Pangolin in the Ecosystem

Ground Pangolins prefers savannah woodland, but it is also found on floodplain grasslands, rocky slopes and sandveld. Pangolins are picky eaters and feed on ants and termites from which they consume large quantities. They thus help to control population of these arthropods. It is estimated that an adult can consume about 70 million insects annually and approximately 20,000 ants per meal.

Although it is capable of digging its own burrow, the ground pangolin prefers to occupy those abandoned by warthogs or aardvarks or to lie in dense vegetation. The Ground Pangolin’s main predators are lion, leopards, hyenas, and humans.
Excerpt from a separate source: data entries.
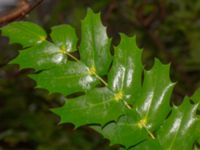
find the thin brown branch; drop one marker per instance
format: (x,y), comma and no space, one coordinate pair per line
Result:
(22,9)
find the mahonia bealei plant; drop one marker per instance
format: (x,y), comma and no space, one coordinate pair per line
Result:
(121,100)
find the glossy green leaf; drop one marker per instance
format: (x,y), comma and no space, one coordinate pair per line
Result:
(24,33)
(64,36)
(153,105)
(179,130)
(66,79)
(147,145)
(196,97)
(117,97)
(41,56)
(125,131)
(95,44)
(126,72)
(97,106)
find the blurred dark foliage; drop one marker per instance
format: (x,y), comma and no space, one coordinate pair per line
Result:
(167,29)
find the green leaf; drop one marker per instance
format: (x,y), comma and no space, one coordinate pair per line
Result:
(179,130)
(66,79)
(126,72)
(97,106)
(95,44)
(196,97)
(24,33)
(117,97)
(147,145)
(153,105)
(41,56)
(150,110)
(64,36)
(125,131)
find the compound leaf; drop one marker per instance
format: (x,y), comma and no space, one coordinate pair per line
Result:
(116,97)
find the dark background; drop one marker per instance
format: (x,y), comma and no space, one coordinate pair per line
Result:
(167,29)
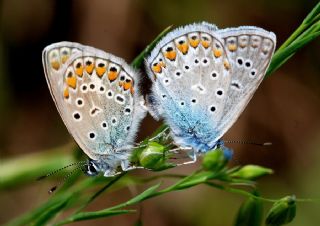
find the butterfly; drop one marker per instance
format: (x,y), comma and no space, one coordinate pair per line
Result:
(99,101)
(203,78)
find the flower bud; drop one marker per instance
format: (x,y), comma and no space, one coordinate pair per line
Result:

Temminck’s ground pangolin home ranges have been estimated to be roughly 5.6 – 11 km2 for older males and the older individuals of both sexes having larger home ranges than females and younger individuals

Pangolin (1)

Photograph: Andre Pretorius

Threatened Status

As a group, pangolins are among the most critically endangered animals in the world and are listed as vulnerable by the IUCN Red List. The assessors state, “there is an inferred past/ongoing and projected future population reduction of 30-40% over a 27-year period (nine years past, 18 years future; generation length estimated at nine years) based primarily on ongoing exploitation for traditional medicine and bushmeat throughout the species’ range and evidence of increased intercontinental trade to Asia.” All eight extant pangolin species are now considered to be threatened with extinction.

Pangolin (2)

Photograph: Andre Pretorius


Shakati Private Game reserve is committed to nature conservation in all forms, and conserving the Ground Pangolin is no exception. The Ground Pangolin is a rare find due to its threatened status, and that’s why this is such a special find.